東京でのITワーカー時代を経て、岡山でのIターン生活と子育て、そしてNISAでの資産形成を経験してきた私にとって、地方都市選びは人生の設計図を描く上で極めて重要だ。漠然としたイメージだけでなく、データに基づいた冷静な比較は、移住後の生活の質と将来の経済状況を大きく左右する。今回は青森市と熊本市、二つの地方都市をデータから比較し、どのような人生設計に合うのかを明確にする。
お金の面で比べると
まず、移住後の生活で最も気になるのが「お金」だ。特に資産形成を考える上で、毎月どれだけ手元に残るかは死活問題である。青森市の投資余力は月8.7万円、熊本市は月7.8万円とデータは示す。この差は月間9,000円。年間では10万8,000円になる。NISAを始めた私の経験から言えば、この約1万円の差は侮れない。若いうちから積み立てを始めれば、複利の効果で将来の資産は大きく変わる。

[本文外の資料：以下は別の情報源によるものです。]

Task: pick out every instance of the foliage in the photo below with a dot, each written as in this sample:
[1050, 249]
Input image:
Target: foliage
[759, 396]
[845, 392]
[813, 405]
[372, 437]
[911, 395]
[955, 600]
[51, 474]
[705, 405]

家賃の面でも青森市に優位性がある。1LDKの家賃は青森市が4.8万円に対し、熊本市は5.2万円だ。毎月4,000円の差は、年間で4万8,000円の固定費の差に直結する。この家賃の差と投資余力を合わせると、青森市の方が月あたり約1万3,000円、手元に残るお金が多い計算になる。この差は、教育費や老後資金の準備、あるいは日々の生活における心のゆとりに直結する。経済的な負担を軽減し、着実に資産を増やしたいと考えるなら、青森市は有力な選択肢となる。
仕事・暮らしやすさで比べると
次に、仕事の機会と暮らしやすさの観点から両都市を比較する。求人倍率を見ると、青森市が1.35倍であるのに対し、熊本市は1.48倍と高い。この数字は、熊本市の方が仕事を見つけやすい、あるいは選択肢が豊富であることを明確に示している。東京でのITワーカー経験から言えば、地方での転職は求人の質と量が重要だ。特にキャリアアップや専門性を活かしたい場合、求人倍率の高さは大きなメリットとなる。熊本市は近年、半導体産業の集積が進み、経済的な活気が高まっている。新しい産業や技術に触れる機会も多いだろう。
一方、青森市は自然豊かな環境が魅力だ。四季折々の美しい風景や、新鮮な海の幸・山の幸に恵まれている。しかし、冬の厳しい寒さや積雪は生活に影響を与える。通勤や子どもの送迎など、日々の暮らしにおいて雪対策は必須となる。熊本市は温暖な気候で、九州の交通の要衝でもあり、都市機能が充実している。子育て世代にとっては、病院や教育施設の選択肢の多さ、公共交通機関の利便性も暮らしやすさの重要な要素だ。仕事の機会を重視し、都市的な利便性を求めるなら熊本市が優位に立つ。自然豊かな環境でのんびり暮らしたい、という人には青森市が合う。
田村の結論
経済的なゆとりを最優先し、着実な資産形成を目指すなら青森市を選択すべきだ。キャリアの選択肢を広げ、都市的な利便性と経済的な活気を求めるなら熊本市が適している。